Classification — For the purposes of clinical evaluation, we classify third nerve palsies as neurologically isolated or neurologically non-isolated according to the presence of other neurologic deficits or systemic symptoms. We further characterize neurologically isolated lesions as having normal internal function (pupil-sparing) or abnormal internal function (nonpupil-sparing). Complete external dysfunction is identified when there is impairment of the majority of function of all the somatic branches of the oculomotor nerve and ptosis is complete or almost complete; otherwise the external dysfunction is incomplete (eg, divisional palsy).

Midbrain lesions — Lesions of the third nerve nucleus are rare and are usually associated with other neurologic deficits localized to the midbrain. The most characteristic finding of a nuclear lesion is a complete unilateral third nerve palsy with weakness of both the ipsilateral and contralateral superior rectus (because the superior rectus subnucleus is crossed) and bilateral, incomplete ptosis. The levator palpebrae superioris muscles are controlled by a single central subnucleus. Thus, in patients with nuclear lesions, if ptosis is present, it is bilateral.

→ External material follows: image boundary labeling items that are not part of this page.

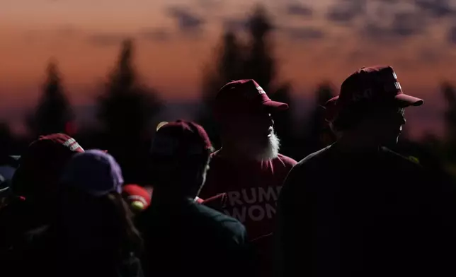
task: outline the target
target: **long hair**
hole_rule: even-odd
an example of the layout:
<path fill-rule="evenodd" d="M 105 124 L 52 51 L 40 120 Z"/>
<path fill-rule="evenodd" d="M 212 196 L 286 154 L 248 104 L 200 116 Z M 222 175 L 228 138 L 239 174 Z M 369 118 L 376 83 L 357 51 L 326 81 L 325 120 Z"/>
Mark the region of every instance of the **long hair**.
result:
<path fill-rule="evenodd" d="M 101 252 L 114 259 L 142 250 L 142 240 L 122 196 L 110 192 L 93 196 L 71 187 L 62 192 L 57 221 L 78 248 Z"/>

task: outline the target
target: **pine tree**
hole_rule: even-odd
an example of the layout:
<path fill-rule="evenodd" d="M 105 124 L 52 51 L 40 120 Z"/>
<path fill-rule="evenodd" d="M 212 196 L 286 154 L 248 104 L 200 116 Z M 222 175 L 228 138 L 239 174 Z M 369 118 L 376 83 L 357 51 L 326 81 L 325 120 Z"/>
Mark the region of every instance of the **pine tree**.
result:
<path fill-rule="evenodd" d="M 156 92 L 138 81 L 133 65 L 133 43 L 125 40 L 116 67 L 98 98 L 98 119 L 115 138 L 142 137 L 159 112 Z"/>
<path fill-rule="evenodd" d="M 258 6 L 249 20 L 250 47 L 244 68 L 248 78 L 253 79 L 267 93 L 275 78 L 275 61 L 272 56 L 269 36 L 273 24 L 266 10 Z"/>
<path fill-rule="evenodd" d="M 447 103 L 445 112 L 445 145 L 450 158 L 456 153 L 456 90 L 450 83 L 442 84 L 442 93 Z"/>
<path fill-rule="evenodd" d="M 34 136 L 67 132 L 74 115 L 62 85 L 57 66 L 50 62 L 42 95 L 35 110 L 28 116 L 27 125 Z M 72 134 L 70 134 L 72 135 Z"/>
<path fill-rule="evenodd" d="M 220 146 L 217 123 L 213 119 L 212 105 L 218 90 L 230 81 L 242 78 L 244 63 L 243 46 L 236 35 L 227 31 L 223 35 L 215 66 L 208 66 L 203 74 L 203 107 L 197 122 L 203 125 L 216 148 Z"/>
<path fill-rule="evenodd" d="M 320 83 L 315 90 L 315 110 L 308 124 L 306 145 L 309 154 L 331 144 L 335 140 L 328 123 L 325 121 L 325 103 L 334 96 L 334 90 L 329 82 Z"/>

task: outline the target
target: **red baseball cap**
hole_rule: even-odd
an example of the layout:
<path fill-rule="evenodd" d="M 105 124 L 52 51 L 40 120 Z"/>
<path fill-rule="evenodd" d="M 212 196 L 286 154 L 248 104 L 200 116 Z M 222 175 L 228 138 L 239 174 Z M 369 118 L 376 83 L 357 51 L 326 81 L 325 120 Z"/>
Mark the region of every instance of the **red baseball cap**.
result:
<path fill-rule="evenodd" d="M 212 146 L 200 125 L 178 120 L 162 124 L 156 131 L 151 154 L 163 156 L 210 155 Z"/>
<path fill-rule="evenodd" d="M 215 98 L 217 117 L 233 112 L 251 112 L 260 109 L 281 111 L 288 109 L 288 104 L 271 100 L 254 80 L 237 80 L 224 85 Z"/>
<path fill-rule="evenodd" d="M 326 102 L 326 117 L 333 121 L 341 111 L 356 106 L 406 107 L 420 106 L 423 102 L 404 93 L 392 67 L 363 67 L 342 83 L 338 96 Z"/>

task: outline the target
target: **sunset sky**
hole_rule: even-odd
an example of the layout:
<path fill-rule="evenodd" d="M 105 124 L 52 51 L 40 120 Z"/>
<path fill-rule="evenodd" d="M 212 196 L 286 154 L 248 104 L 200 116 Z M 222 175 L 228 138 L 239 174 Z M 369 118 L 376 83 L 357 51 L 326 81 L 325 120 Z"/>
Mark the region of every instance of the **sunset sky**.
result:
<path fill-rule="evenodd" d="M 291 82 L 295 97 L 309 97 L 324 80 L 338 87 L 360 66 L 387 64 L 406 93 L 425 99 L 409 113 L 413 134 L 441 134 L 439 84 L 456 81 L 451 0 L 1 0 L 0 119 L 21 129 L 50 59 L 72 102 L 93 105 L 127 37 L 145 83 L 166 101 L 197 100 L 222 31 L 244 32 L 258 3 L 276 28 L 278 78 Z"/>

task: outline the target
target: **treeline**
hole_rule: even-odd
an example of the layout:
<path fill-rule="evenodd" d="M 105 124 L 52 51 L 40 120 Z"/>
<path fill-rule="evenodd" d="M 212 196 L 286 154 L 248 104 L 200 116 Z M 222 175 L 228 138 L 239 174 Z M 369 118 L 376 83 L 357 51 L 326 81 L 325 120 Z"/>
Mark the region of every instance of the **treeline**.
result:
<path fill-rule="evenodd" d="M 314 93 L 314 108 L 307 122 L 296 122 L 293 111 L 300 107 L 295 106 L 292 100 L 292 86 L 283 78 L 278 78 L 278 61 L 273 54 L 273 26 L 267 11 L 260 6 L 253 11 L 246 23 L 246 36 L 240 35 L 235 30 L 225 30 L 210 64 L 202 69 L 201 101 L 204 105 L 195 120 L 207 129 L 215 145 L 220 146 L 217 124 L 211 114 L 215 94 L 229 81 L 255 79 L 271 98 L 290 103 L 288 111 L 275 117 L 275 129 L 282 141 L 281 152 L 300 160 L 334 141 L 334 136 L 323 119 L 321 106 L 336 91 L 329 82 L 322 82 Z M 83 147 L 108 150 L 123 167 L 127 182 L 145 182 L 141 172 L 147 167 L 146 153 L 154 126 L 158 123 L 156 115 L 164 104 L 156 90 L 139 79 L 134 54 L 134 42 L 124 41 L 117 63 L 108 74 L 96 99 L 96 120 L 99 124 L 92 129 L 76 125 L 58 64 L 50 62 L 41 98 L 35 109 L 27 116 L 29 136 L 15 138 L 6 124 L 0 124 L 1 154 L 20 153 L 39 135 L 65 132 L 76 138 Z M 439 157 L 456 162 L 456 93 L 450 83 L 443 85 L 442 91 L 448 103 L 445 138 L 438 140 L 430 135 L 419 145 L 432 148 Z M 402 140 L 407 141 L 406 138 L 403 137 Z"/>

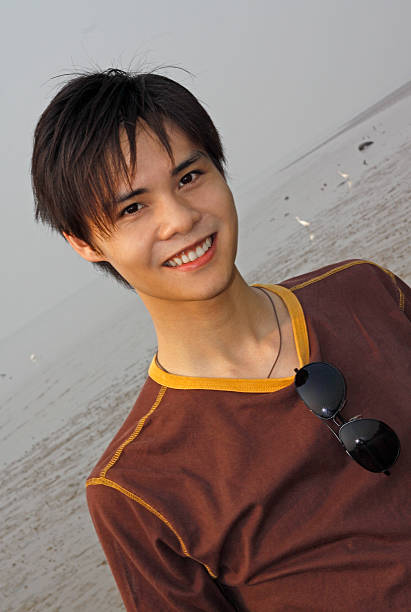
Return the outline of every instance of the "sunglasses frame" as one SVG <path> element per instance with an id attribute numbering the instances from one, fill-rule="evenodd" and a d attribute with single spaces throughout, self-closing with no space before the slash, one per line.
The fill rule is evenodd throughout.
<path id="1" fill-rule="evenodd" d="M 310 405 L 304 400 L 304 398 L 302 397 L 300 391 L 299 391 L 299 387 L 304 385 L 304 382 L 300 384 L 297 384 L 297 377 L 300 375 L 300 377 L 302 376 L 302 372 L 307 376 L 308 372 L 305 368 L 308 368 L 309 366 L 317 366 L 317 365 L 322 365 L 322 366 L 326 366 L 327 368 L 332 368 L 333 370 L 333 374 L 334 377 L 336 377 L 336 380 L 338 381 L 338 383 L 341 385 L 340 388 L 340 395 L 342 396 L 341 401 L 339 402 L 338 406 L 335 408 L 335 410 L 332 410 L 328 416 L 321 416 L 320 414 L 318 414 L 317 411 L 313 410 Z M 400 450 L 401 450 L 401 445 L 400 445 L 400 440 L 397 436 L 397 434 L 394 432 L 394 430 L 391 429 L 391 427 L 389 427 L 388 425 L 386 425 L 386 423 L 384 423 L 383 421 L 380 421 L 378 419 L 368 419 L 368 418 L 363 418 L 361 415 L 357 415 L 355 417 L 352 417 L 351 419 L 349 419 L 348 421 L 346 419 L 344 419 L 343 415 L 341 414 L 342 410 L 344 409 L 344 407 L 347 404 L 347 383 L 345 381 L 344 375 L 341 372 L 341 370 L 339 370 L 336 366 L 332 365 L 331 363 L 325 362 L 325 361 L 314 361 L 311 363 L 308 363 L 304 366 L 302 366 L 301 368 L 295 368 L 294 369 L 296 375 L 295 375 L 295 379 L 294 379 L 294 384 L 296 387 L 296 391 L 300 397 L 300 399 L 304 402 L 304 404 L 307 406 L 307 408 L 310 410 L 310 412 L 312 412 L 316 417 L 318 417 L 321 421 L 324 421 L 325 424 L 327 425 L 328 429 L 331 431 L 331 433 L 337 438 L 338 442 L 341 444 L 341 446 L 345 449 L 345 452 L 347 453 L 347 455 L 349 455 L 352 459 L 354 459 L 354 461 L 356 463 L 358 463 L 362 468 L 364 468 L 365 470 L 368 470 L 370 472 L 377 472 L 377 473 L 383 473 L 386 476 L 390 475 L 390 471 L 388 468 L 392 467 L 394 465 L 394 463 L 397 461 L 399 454 L 400 454 Z M 321 409 L 325 414 L 328 414 L 330 412 L 329 408 L 322 408 Z M 330 425 L 328 424 L 329 421 L 333 421 L 333 423 L 335 423 L 335 425 L 337 425 L 338 427 L 338 432 L 336 433 L 334 431 L 334 429 L 332 427 L 330 427 Z M 378 425 L 381 427 L 381 429 L 384 430 L 386 435 L 389 435 L 391 440 L 395 440 L 395 442 L 397 443 L 397 453 L 396 456 L 394 458 L 394 460 L 387 465 L 386 467 L 384 467 L 384 465 L 380 462 L 379 458 L 376 456 L 376 454 L 369 448 L 367 441 L 361 440 L 360 438 L 356 438 L 354 439 L 355 441 L 355 449 L 359 449 L 361 448 L 362 451 L 364 451 L 367 455 L 368 458 L 371 461 L 371 464 L 373 464 L 374 467 L 376 467 L 377 469 L 371 469 L 369 467 L 366 467 L 363 463 L 361 463 L 361 461 L 359 459 L 357 459 L 356 457 L 354 457 L 351 452 L 353 451 L 349 451 L 345 445 L 345 443 L 343 442 L 343 440 L 341 439 L 341 432 L 344 428 L 348 428 L 350 425 L 352 426 L 353 423 L 358 423 L 359 421 L 368 421 L 368 422 L 373 422 L 375 424 L 378 423 Z M 350 427 L 350 429 L 352 429 L 352 427 Z M 348 429 L 346 429 L 346 431 L 348 431 Z M 368 440 L 368 443 L 371 440 Z"/>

Other patterns of third nerve deficits can be seen occur in nuclear lesions, including bilateral third nerve palsies with sparing of the eyelids and isolated bilateral ptosis with sparing of the extraocular muscles and pupils. Nuclear third nerve palsies can occasionally be associated with ipsilateral ptosis and contralateral eyelid retraction (plus-minus lid syndrome) if supranuclear inhibitory input to the third nerve is disrupted and ptosis from a fascicular lesion on the contralateral side occurs.

Nuclear lesions can also cause isolated extraocular muscle involvement. However, unilateral or bilateral isolated medial rectus paralysis is unlikely to be caused by a nuclear lesion because medial rectus neurons probably lie at three different locations within the oculomotor nucleus. For this reason, patients with presumed isolated medial rectus paresis should be evaluated for internuclear ophthalmoplegia. (See "Internuclear ophthalmoparesis".)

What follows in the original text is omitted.